Tracking School and District Improvement

              SED will release the accountability results required by No Child Left Behind at the EMSC Committee.  We will see the number of schools making Adequate Yearly Progress (AYP), and the schools and districts needing improvement.  The results track the performance previously reported on the grades 3 through 8 exams. Important indicators to watch are numbers of schools added and removed from the list, and the number that, while not removed, nevertheless are positioned for removal next year because they made AYP for the first time. In addition, the committee will discuss how these same data would appear in the context of the newly approved differentiated accountability model.  Differentiated accountability simplifies the accountability measure by using fewer categories and brings more rigor and greater flexibility.  Differentiated accountability will strengthen the districts’ capacity to improve schools.  The next report on AYP status will appear before the start of the 2009–10 school year.

Reviewing the Experience with Charter Schools

              Charter schools continue to attract interest nationally and in New York. After ten years, what can we learn from New York’s charter school movement?  The Regents will continue to develop the questions they want answered through research. The item for discussion this month in the EMSC Committee includes these questions: What are the features of successful and unsuccessful charter schools?  In what sense have charters been models?  Have charter schools enrolled and retained students with disabilities and English language learners?  What has been the overall effects of the charter school movement on academic performance and the cost of education?

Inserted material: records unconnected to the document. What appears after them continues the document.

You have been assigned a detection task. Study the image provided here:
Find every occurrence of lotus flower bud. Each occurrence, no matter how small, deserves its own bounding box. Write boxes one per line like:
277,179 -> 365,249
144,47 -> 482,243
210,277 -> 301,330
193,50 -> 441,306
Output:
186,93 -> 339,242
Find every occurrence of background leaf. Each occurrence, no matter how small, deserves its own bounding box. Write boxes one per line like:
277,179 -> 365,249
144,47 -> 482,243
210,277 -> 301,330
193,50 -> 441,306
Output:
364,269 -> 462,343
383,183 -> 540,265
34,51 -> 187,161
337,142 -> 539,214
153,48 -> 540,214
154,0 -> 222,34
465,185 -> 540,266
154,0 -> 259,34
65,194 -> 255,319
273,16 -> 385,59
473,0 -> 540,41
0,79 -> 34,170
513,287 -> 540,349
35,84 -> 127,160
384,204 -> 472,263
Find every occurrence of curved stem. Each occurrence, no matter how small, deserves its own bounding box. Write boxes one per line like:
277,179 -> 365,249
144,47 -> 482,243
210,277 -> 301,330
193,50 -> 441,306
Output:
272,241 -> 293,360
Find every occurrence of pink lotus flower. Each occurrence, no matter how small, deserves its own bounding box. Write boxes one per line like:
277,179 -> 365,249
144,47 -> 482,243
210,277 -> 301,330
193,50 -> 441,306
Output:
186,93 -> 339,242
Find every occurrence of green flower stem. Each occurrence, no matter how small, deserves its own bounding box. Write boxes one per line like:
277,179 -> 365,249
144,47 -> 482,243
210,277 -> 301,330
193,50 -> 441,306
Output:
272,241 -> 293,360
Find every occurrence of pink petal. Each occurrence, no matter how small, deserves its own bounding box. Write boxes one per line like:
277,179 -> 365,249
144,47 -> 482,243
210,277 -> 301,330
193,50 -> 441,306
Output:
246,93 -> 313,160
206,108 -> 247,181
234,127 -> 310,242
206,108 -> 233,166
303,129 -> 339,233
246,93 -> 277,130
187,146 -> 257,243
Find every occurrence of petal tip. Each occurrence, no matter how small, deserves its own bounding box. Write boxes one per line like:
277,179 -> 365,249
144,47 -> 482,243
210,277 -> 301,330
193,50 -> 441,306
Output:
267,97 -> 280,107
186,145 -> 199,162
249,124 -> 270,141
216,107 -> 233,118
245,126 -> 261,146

VESID’s Response to Veterans

              The VESID Committee will discuss implementation of new rehabilitation and interagency activities stemming from the Designing Our Future recommendations.  A significant part of the Regents item describes the VESID Veterans Service Action Plan.  We are partners with many other agencies on the New York State Council on Veterans Affairs recently created by Executive Order.  VESID has established an internal Veterans Services Work Group to identify current best practices and promote them statewide and create new services where they are needed.   The committee expressed particular interest in this information last month.


Mandate Relief in Special Education

              The VESID Committee will continue its review of mandate relief in the context of the Board’s determination to improve achievement for students with disabilities.  The Regents will discuss an item that provides additional information that the committee requested on certain proposals discussed in January and February, including data on other states’ practices. The item returns to an examination of cost drivers in education and associated cost control strategies that also represent good practice in the education of children with disabilities.  This approach appeared to be influential when Deputy Commissioner Rebecca Cort presented it to the Commission on Property Tax Relief last year.  These ideas are promising because they join data-based conclusions about root causes of higher costs with research and experience-based conclusions about good things to do for children.  That these good practices also would tend to lower costs is encouraging. Putting these practices to work would more likely require changes in practice than in regulation. And that implies a need for wide-spread communications and professional development.